N26 Losing Market Share to Revolut

Diving deeper into

N26

Company Report
N26's more conservative approach has resulted in market share losses to Revolut's broader product suite and marketing spend.
Analyzed 5 sources

This gap shows that in neobanking, the winning product is no longer a cheap account, it is a high frequency money app that gives customers more reasons to open it every day. Revolut turned one travel card into payments, crypto, stock trading, lending, subscriptions, and business banking, while N26 stayed closer to a simpler checking account model. That widened both revenue and customer acquisition power, with Revolut at $2.3B revenue in 2023 versus N26 at $328M, then $4.0B versus $486M in 2024.

  • Revolut monetizes many more user actions. It earns from card spend, deposit spread, trading fees, credit, and paid plans. That means a customer who first joins for travel or transfers can later be upsold into investing, savings, or borrowing without Revolut paying to reacquire them.
  • N26 has been more constrained by Europe’s market by market rollout burden, while Revolut pushed harder on geographic expansion and product launches at the same time. In Europe, that combination matters because each new market is expensive to enter, so broader products help pay back marketing faster.
  • Starling shows the other path.
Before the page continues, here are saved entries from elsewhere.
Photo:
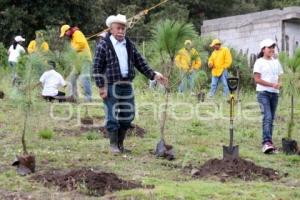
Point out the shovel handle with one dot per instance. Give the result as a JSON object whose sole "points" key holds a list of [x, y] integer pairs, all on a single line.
{"points": [[232, 83]]}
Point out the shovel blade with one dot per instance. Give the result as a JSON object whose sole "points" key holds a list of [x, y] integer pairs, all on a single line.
{"points": [[230, 152]]}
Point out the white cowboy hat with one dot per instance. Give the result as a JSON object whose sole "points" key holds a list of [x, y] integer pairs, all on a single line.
{"points": [[19, 39], [121, 19], [266, 43]]}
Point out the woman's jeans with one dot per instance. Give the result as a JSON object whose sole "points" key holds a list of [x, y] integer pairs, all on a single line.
{"points": [[268, 103], [215, 81]]}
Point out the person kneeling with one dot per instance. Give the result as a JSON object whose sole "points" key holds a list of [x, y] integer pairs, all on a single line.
{"points": [[52, 81]]}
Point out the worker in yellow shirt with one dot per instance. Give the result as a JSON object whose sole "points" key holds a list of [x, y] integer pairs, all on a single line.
{"points": [[39, 44], [219, 61], [80, 45], [188, 60]]}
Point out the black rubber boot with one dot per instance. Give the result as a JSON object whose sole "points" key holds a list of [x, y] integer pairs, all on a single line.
{"points": [[121, 138], [113, 139]]}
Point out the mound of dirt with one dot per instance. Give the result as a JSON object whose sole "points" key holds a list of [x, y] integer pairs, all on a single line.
{"points": [[234, 168], [14, 195], [87, 181], [134, 130]]}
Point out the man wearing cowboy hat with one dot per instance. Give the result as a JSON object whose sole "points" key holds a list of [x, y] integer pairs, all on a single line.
{"points": [[116, 58], [188, 61], [219, 61], [80, 45]]}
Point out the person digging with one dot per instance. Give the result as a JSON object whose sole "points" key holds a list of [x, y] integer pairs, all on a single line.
{"points": [[115, 60]]}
It reached $575M revenue in 2022 and $873M in 2023 by leaning harder into business banking and infrastructure revenue, not just consumer accounts. That is the clearest proof that N26 needs new product lines, not just more consumer users, to close the gap.

The next phase is a race to raise revenue per active customer, not just signups. N26’s planned SME expansion points in the right direction, but the benchmark has already moved. The leaders in Europe are becoming full financial bundles, where banking, investing, borrowing, and business tools reinforce each other and make marketing spend much more productive.